Designing Data-Intensive Applications - Chapter 2: Part 2
My Personal Notes from the Book
Disclaimer: These are my personal notes from reading Designing Data-Intensive Applications by Martin Kleppmann & Chris Riccomini. This should never be a spoiler for you. You always have to go through the book and learn from the author's perspective to think and understand the systems in depth.
Why am I doing this?
a) To commit to learning in public
b) I have the practice of taking notes, so if it helps you just skim some topics you don't understand, you can use this as a guide
I'm keeping each chapter short and simple for any human brain to digest. That's why I'm splitting each chapter into two parts. These notes aren't only for me but for anyone out there trying to make sense of data systems.
We stopped at response times and performance in the last blog post, so continuing from there now...
Response Times and Queueing
Usually, there are many factors responsible for response times, and queueing delays make up a large part of those delays most of the time. We know that servers can't process huge numbers of requests simultaneously due to the limitation of CPU cores. In this kind of situation, if a slow or heavy request is at the front of the queue, all the subsequent requests, even small, fast ones, have to wait behind it. This is known as head-of-line blocking.
The key distinction: the server doesn't skip the large request. It processes it, and that's the problem: everything else is stuck waiting behind that one slow request at the "head of the line."
Think of it like a billing counter at DMart: one person with a cartful of 200 items is at the front, and you're standing behind them with just a packet of chips. You have to wait even though your transaction would take 5 seconds. That person at the head of the line is blocking you.
Mean, Median, and Percentiles
When we were at school, we learned about mean and median in maths class. So let us revisit them here with our requests and responses.
When a request is made to any service, not all requests are going to take the same amount of time, even for the same responses. So it's really hard to define a certain response time that a request can take.
To clear the headaches and find the response times, people came up with different ideas:

- Mean time is the average of all the response times. Say you made a request, user 1 made a request, and user N made a request, you sum all the response times for all these users and divide by the number of requests: (res1 + res2 + res3) / 3.
- Median time: is this the same calculation that we studied in school? Yes, it is exactly the same. When we have different response times and we put them in ascending order, the one that is exactly in the center is called the median.
For example: we made 5 requests.

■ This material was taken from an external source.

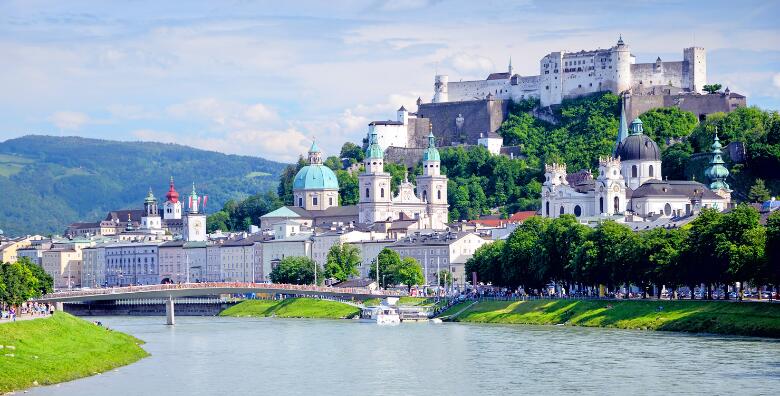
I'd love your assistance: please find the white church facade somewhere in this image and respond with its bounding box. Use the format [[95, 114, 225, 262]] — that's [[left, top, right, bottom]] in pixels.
[[541, 106, 731, 221]]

The response times are 200ms, 500ms, 100ms, 300ms, and 400ms. Put them in order: 100ms, 200ms, 300ms, 400ms, 500ms. What is exactly in between? 300ms, so this is the median response time, which is also called the 50th percentile or p50.
This way of calculating in percentiles is the best way of calibrating responses compared to the mean times because with the mean, we can't understand how many users experienced that delay, it just sums up to an average. But with the median, look at the difference: the response times below p50 are the ones taking less than 300ms. If they are p95, the response time is touching the 95th percentile at 1.5 seconds, that means 95 out of 100 requests take less than 1.5 sec and 5 out of 100 requests take more. You can say exactly how many requests are taking a specific amount of time, and that doesn't happen with the mean.
Tail Latencies (p99.9)
The p99.9 represents tail latencies: only 1 in 1,000 requests have such long response times. Okay, it's fine to optimise the 99.9th percentile (1/1,000 requests), but it is not fine to optimise the 99.99th percentile (1/10,000 requests) because that can get expensive. UX is really important, taking care of the user's experience matters, but 1 in 10,000 is too much to chase.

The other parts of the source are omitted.